(no title)
_Nat_ | 2 years ago
It doesn't think like that.
If it did, they could've just done `P(hasFiveFingersPerHand)=0.99999`.
But it doesn't even necessarily draw what you ask it to. Instead, it generally adopts a set of de-noising transforms that it's been trained to believe would tend to lead to what the prompt sounds like.. then whatever those transforms produce would, hopefully, be sorta like what was requested.
Der_Einzige|2 years ago
https://colab.research.google.com/drive/1dlgggNa5Mz8sEAGU0wF...
You can see them define a custom color loss and apply it simultaneously with the regular diffusion loss. I've actually expanded this notebook to allow regional specification of the custom loss.

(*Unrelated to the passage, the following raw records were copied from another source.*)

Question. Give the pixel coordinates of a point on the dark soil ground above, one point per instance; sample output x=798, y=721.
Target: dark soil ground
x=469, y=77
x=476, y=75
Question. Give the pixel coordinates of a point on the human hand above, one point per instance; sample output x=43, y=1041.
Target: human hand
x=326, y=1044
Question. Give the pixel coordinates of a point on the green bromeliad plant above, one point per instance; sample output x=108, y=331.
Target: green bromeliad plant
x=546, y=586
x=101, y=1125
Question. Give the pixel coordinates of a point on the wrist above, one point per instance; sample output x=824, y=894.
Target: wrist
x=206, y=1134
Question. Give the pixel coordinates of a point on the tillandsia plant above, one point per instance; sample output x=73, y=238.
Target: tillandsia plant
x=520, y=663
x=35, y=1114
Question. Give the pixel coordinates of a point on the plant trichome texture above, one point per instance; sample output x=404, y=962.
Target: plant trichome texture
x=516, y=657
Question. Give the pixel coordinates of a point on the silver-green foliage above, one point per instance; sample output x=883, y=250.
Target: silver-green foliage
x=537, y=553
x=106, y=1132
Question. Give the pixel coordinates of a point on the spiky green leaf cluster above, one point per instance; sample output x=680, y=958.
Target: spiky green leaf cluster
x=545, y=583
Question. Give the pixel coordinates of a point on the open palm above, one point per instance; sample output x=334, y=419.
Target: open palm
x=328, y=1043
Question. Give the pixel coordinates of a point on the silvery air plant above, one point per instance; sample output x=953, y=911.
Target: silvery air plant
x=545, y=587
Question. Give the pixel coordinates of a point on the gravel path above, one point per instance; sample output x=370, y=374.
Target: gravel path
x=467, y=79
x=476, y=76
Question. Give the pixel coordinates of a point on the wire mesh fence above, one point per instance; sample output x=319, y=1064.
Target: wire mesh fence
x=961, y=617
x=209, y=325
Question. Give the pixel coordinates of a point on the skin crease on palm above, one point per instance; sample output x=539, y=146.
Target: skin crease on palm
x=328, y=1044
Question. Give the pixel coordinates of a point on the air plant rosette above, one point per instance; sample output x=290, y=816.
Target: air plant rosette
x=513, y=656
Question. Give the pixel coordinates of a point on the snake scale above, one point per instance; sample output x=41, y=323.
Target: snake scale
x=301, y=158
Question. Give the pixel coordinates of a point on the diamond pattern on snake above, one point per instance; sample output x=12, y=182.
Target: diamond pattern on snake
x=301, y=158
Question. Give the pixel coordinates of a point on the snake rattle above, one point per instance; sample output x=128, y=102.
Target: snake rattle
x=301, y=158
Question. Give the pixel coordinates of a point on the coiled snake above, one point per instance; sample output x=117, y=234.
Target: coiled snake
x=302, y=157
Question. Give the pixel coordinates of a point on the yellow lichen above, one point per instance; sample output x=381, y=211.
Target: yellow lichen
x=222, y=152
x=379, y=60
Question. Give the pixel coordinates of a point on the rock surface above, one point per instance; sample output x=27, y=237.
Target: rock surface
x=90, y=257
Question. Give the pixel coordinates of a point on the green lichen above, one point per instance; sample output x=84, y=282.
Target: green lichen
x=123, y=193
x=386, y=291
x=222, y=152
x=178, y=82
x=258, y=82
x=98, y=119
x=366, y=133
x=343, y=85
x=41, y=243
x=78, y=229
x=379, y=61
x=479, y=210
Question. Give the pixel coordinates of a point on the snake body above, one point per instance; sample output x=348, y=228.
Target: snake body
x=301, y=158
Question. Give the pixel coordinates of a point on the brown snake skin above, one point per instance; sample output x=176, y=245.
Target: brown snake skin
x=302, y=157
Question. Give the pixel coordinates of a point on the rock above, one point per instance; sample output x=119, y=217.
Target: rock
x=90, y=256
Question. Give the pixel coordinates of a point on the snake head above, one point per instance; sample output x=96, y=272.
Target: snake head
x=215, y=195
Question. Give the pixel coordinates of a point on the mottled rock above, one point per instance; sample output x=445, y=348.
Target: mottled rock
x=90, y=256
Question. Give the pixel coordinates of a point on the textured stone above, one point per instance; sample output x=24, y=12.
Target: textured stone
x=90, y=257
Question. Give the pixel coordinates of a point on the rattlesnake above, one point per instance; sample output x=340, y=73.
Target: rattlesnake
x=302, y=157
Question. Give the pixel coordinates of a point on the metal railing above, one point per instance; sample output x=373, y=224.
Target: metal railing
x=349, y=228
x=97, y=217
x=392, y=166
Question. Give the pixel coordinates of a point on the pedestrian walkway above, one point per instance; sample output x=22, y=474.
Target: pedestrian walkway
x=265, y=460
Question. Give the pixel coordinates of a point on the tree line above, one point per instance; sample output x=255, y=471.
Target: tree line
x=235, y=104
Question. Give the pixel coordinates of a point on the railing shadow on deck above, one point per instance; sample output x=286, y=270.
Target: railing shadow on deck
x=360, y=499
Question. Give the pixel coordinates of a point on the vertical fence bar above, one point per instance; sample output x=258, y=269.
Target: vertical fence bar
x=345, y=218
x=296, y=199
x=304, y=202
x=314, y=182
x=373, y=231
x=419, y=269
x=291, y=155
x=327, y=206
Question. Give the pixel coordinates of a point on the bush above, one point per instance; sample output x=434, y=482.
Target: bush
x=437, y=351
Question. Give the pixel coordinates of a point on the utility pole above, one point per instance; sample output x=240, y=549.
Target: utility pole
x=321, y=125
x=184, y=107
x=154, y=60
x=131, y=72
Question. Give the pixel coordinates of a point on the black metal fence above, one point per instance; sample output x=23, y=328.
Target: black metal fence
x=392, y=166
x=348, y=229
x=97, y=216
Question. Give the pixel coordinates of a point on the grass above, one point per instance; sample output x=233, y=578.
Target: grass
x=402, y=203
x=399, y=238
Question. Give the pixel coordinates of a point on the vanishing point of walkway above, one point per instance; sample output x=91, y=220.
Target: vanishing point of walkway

It's quite difficult to define a function that detects if an individual has 5 fingers or not. That's the real issue.
_Nat_|2 years ago
My point was that it doesn't actually think like that. For example, prompting StableDiffusion for a picture of a doctor doesn't necessarily get it to draw a human at all, much less a doctor of a pre-determined sex; instead, StableDiffusion de-noises the image until the result emerges, where that result would (ideally) contain a doctor of whatever sex it happened to come up with.
That said, you're right that we can add more code to try to guide things.
We could even just brute-force it by just re-generating images over-and-over, or tweaking them after generation, until they match exactly what we wanted. (Realistically, something like branch-and-bound would probably be preferred to blindly guess-and-check-ing.)